Le paradigme bayésien, c'est Bob Morane

Chaque époque propose son nouveau paradigme : le monothéisme d'Akhenaton, les républiques en Europe au 19e siècle, le vote des femmes au 20e, le planning familial après 68, les paradigmes, grands ou petits, cristallisent une tendance autour d'une idée nouvelle. Cette notion de paradigme s'est tellement banalisée à une époque où ce qui était vrai hier ne le sera plus demain, que tout devient paradigme : les pantalons patte d'eph', le mariage des medias et du pouvoir, les lunettes de soleil à grands carreaux et l'endettement des états.

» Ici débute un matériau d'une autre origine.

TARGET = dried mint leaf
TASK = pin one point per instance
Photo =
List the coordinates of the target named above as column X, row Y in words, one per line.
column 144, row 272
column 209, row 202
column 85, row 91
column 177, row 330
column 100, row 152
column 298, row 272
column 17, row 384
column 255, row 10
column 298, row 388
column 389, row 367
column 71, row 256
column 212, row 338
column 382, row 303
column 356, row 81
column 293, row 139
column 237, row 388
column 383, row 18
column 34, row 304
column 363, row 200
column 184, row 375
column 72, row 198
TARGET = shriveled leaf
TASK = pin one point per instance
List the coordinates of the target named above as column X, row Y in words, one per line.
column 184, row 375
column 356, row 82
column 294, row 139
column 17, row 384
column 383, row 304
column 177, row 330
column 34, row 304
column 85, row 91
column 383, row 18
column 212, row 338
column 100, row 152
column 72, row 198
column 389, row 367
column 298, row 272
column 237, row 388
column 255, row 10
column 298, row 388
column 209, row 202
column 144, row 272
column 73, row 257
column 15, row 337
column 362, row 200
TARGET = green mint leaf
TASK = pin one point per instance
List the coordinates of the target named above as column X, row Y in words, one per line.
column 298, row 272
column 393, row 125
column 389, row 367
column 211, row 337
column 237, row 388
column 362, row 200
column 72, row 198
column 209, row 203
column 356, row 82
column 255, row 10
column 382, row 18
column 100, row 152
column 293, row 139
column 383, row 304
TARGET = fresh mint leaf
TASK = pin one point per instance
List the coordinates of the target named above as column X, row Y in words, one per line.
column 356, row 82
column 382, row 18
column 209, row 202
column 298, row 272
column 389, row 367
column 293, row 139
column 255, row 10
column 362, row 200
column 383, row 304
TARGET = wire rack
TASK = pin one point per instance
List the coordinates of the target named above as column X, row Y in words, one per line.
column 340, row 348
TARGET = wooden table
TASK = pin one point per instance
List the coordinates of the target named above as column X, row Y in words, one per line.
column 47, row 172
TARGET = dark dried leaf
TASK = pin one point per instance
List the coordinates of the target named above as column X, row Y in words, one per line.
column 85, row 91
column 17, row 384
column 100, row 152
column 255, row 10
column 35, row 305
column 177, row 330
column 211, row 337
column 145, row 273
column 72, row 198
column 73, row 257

Il en est un qui fait son chemin tranquillement, venu du domaine scientifique, il semble avoir plus d'avenir immédiat que la théorie du Chaos ou celle des super-cordes, c'est le paradigme bayésien. Comme aurait dit Sophie Daumier, pourtant, il en a mis du temps à percer notre Thomas Bayes. Né vers 1701, il s'est surtout rendu célèbre pour son théorème concernant les probabilités. Nous avons l'habitude de penser en termes de probabilités quand nous tirons les dès : chacun sait que l'on a une chance sur six de tirer un six. Plus généralement, quand on connaît le système qui génère un nombre aléatoire, on saura évaluer sa probabilité.

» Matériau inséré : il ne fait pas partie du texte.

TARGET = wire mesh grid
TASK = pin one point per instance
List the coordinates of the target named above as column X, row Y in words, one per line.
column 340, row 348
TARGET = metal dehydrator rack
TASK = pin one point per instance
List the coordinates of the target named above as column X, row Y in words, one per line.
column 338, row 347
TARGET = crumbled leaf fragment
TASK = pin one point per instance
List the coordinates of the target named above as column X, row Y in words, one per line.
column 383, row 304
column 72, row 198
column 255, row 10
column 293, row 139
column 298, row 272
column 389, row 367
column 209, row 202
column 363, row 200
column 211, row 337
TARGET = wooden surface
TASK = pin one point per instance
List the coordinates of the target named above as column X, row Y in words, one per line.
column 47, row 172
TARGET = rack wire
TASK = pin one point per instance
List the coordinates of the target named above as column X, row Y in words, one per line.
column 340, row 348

Mais dans la vie de tous les jours, on ne connaît jamais les règles qui génèrent les observations, et les informations que nous détenons sur tel ou tel processus sont généralement parcellaires : nous constatons les résultats, et encore, quelques-uns seulement, et nous n'avons pas accès à la théorie. Le paradigme bayésien consiste donc à faire le contraire des probabilités classiques : à partir des résultats, tentons de reconstituer un modèle de ce que doit être la réalité, qui soit compatible avec les résultats observés, et qui nous permettra ainsi des prédictions.

Le principe semble simple, presque évident : pourquoi ne l'avons-nous jamais appliqué jusqu'à maintenant ? Tout simplement parce que, si le système auquel on s'intéresse est suffisamment vaste et/ou complexe, il faut un "grand" nombre d'observations pour générer un modèle digne de ce nom. Grand peut signifier de mille à un million ; il faut donc des moyens de mesure considérables, et donc coûteux. Mais ce n'est pas tout : à partir d'un million de mesures, on peut générer des milliers de modèles, qui, chacun, devront être testés pour identifier le meilleur d'entre eux : il faut donc des capacités de calcul monstrueuses.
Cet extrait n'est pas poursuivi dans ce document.